With regard to vegetable parasitic growth I will not now detain you. The blights, and the mildews, and the ergots, as well as minuter forms, such as algæ and micrococci, are well known; and no doubt much more is still to be learned from their further investigation; whilst by analogy it seems highly probable that the circulating fluids of higher members of the vegetable kingdom may be found to be invaded by parasitic beings in the same way as their animal compeers.

But it is to Germ life in animal bodies that I wish now specially to allude. I have said that our knowledge in this direction has, even in the last two or three years, made enormous strides, and it is now almost a matter of certainty that all contagious or infectious disorders, as well as many others, are but the expression of the fact that minute living bodies have made a resting-place for themselves in or upon other living tissues; and that the development of the phenomena of these morbid states is but an indication of their presence and reproductive activity—either as cause, or as an accompaniment of these disease manifestations. And this applies not only to the human species, but to lower classes of animals, between whom and man many of these diseases are interchangeable.

Such knowledge necessarily invests the life history of these minute Germs with intense interest, seeing that it is probably one step, and that a long one, towards the discovery of the means of prevention, if not also of cure, of many of our most fatal and dreaded diseases.

Examples of such diseases are:—Scarlet Fever, Diphtheria, Small Pox, Cholera, Yellow Fever, Tuberculous Disease, Ague, Hydrophobia, Cattle Plague, Anthrax; and many others might be enumerated whose dependence upon parasitic Germs is almost conclusively proved.

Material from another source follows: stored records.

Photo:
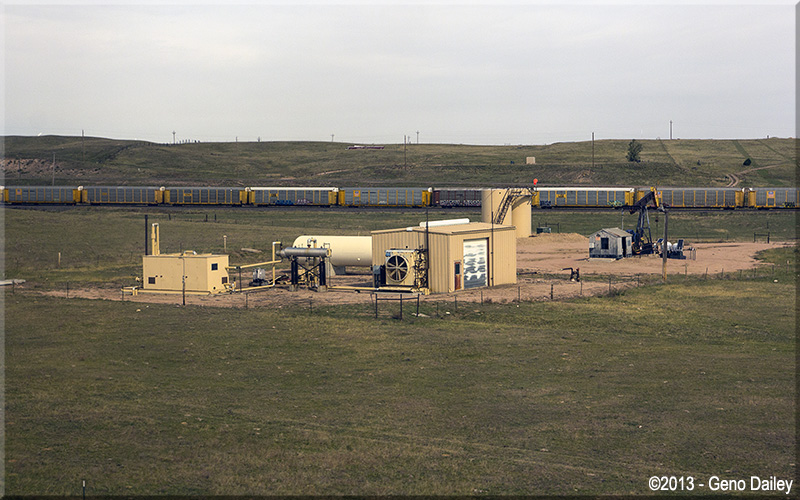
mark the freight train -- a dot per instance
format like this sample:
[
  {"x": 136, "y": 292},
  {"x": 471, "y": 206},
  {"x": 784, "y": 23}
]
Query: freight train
[{"x": 543, "y": 197}]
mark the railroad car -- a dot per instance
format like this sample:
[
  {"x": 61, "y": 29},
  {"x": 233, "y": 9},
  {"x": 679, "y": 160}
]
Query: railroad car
[
  {"x": 385, "y": 197},
  {"x": 702, "y": 197},
  {"x": 322, "y": 196},
  {"x": 602, "y": 197},
  {"x": 40, "y": 194},
  {"x": 773, "y": 197},
  {"x": 456, "y": 197},
  {"x": 205, "y": 196},
  {"x": 112, "y": 195}
]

But these are sufficient to show the deep interest of this branch of study.

Not only are these Germs found in the solids of the body in some of these diseases, but in others their presence is easily and constantly recognisable in the blood or other fluids, and even within the corpuscles which the blood so largely contains. And not only so, but the forms which these micro-organisms present are so constant and so definite in the different disorders, that it is now almost possible in some instances to diagnose what diseased condition we have to deal with by an examination of the fluid or tissue in which they are contained.

It is, perhaps, but right here to say that some of our most cautious observers consider that it is as yet hardly proven that the differing Germs found in the various diseases are their actual and efficient cause; but their definiteness in the various disorders, and the constancy of their presence, leave little doubt that this will hereafter be conclusively shown to be the case.

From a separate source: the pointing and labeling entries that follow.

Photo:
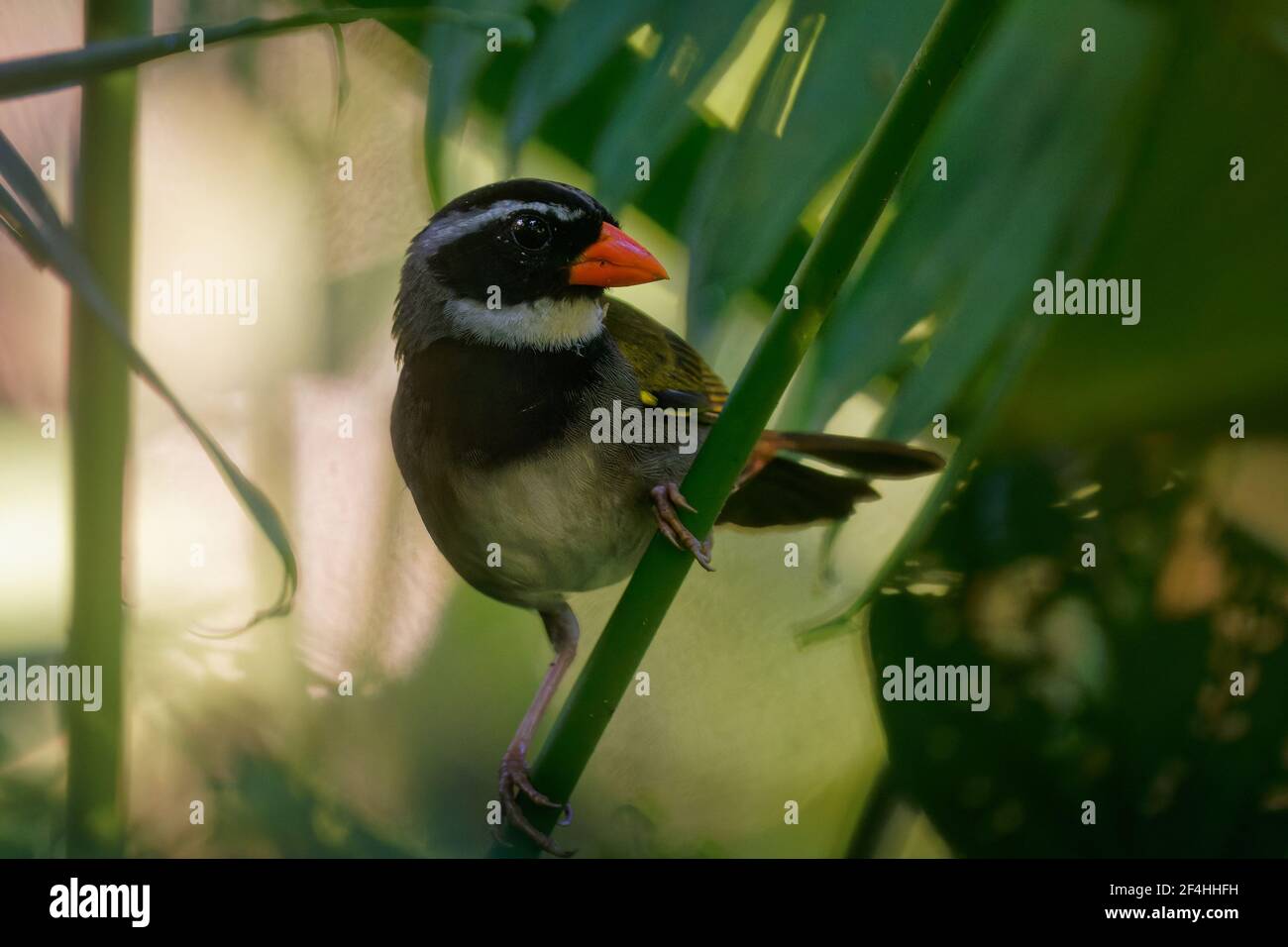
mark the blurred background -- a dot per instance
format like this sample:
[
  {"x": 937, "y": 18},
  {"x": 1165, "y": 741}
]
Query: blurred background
[{"x": 1108, "y": 684}]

Some of these Germs seem to have a short life and rapid development, and then we have acute disease. Others seem to have a more prolonged or continuing career, and then we have chronic disease. Whilst others seem to have an intermitting development, and then we have paroxysmal disease.

Many curious facts have been observed in reference to the forms, or multiplication, or life-history of some of these parasitic beings. Thus, for example, in one class (Filaria sanguinis) it was noticed that the minute embryos of this little blood-worm could only be discovered in the evening or during the night, and not during the day; and the reason of this has appeared to be that it is necessary that they should come within reach of the Mosquito Gnat, which is a night-feeding animal, in whose bodies one stage of their development appears to take place.

One of the latest discoveries in this department of natural history is that of the blood germs, which co-exist with the various forms of ague and malarious disease, and upon which they would appear to depend. Dr. Osler, of Pennsylvania (now Regius Professor of Medicine, at Oxford), has recently described and figured these little bodies in an elaborate paper full of interest.

Such facts as these, when regarded merely from the point of view of a member of the Medical Profession have their deep and special significance. But I am here to-night as a member of the Naturalists’ Society, and by all of us, in that capacity, they are first to be regarded, not as illustrations of disease, but of the life history of some of nature’s creations—creations which are no doubt as important, as definite, and which play as large a part in the general scheme of life, as do many of the larger forms of animated beings.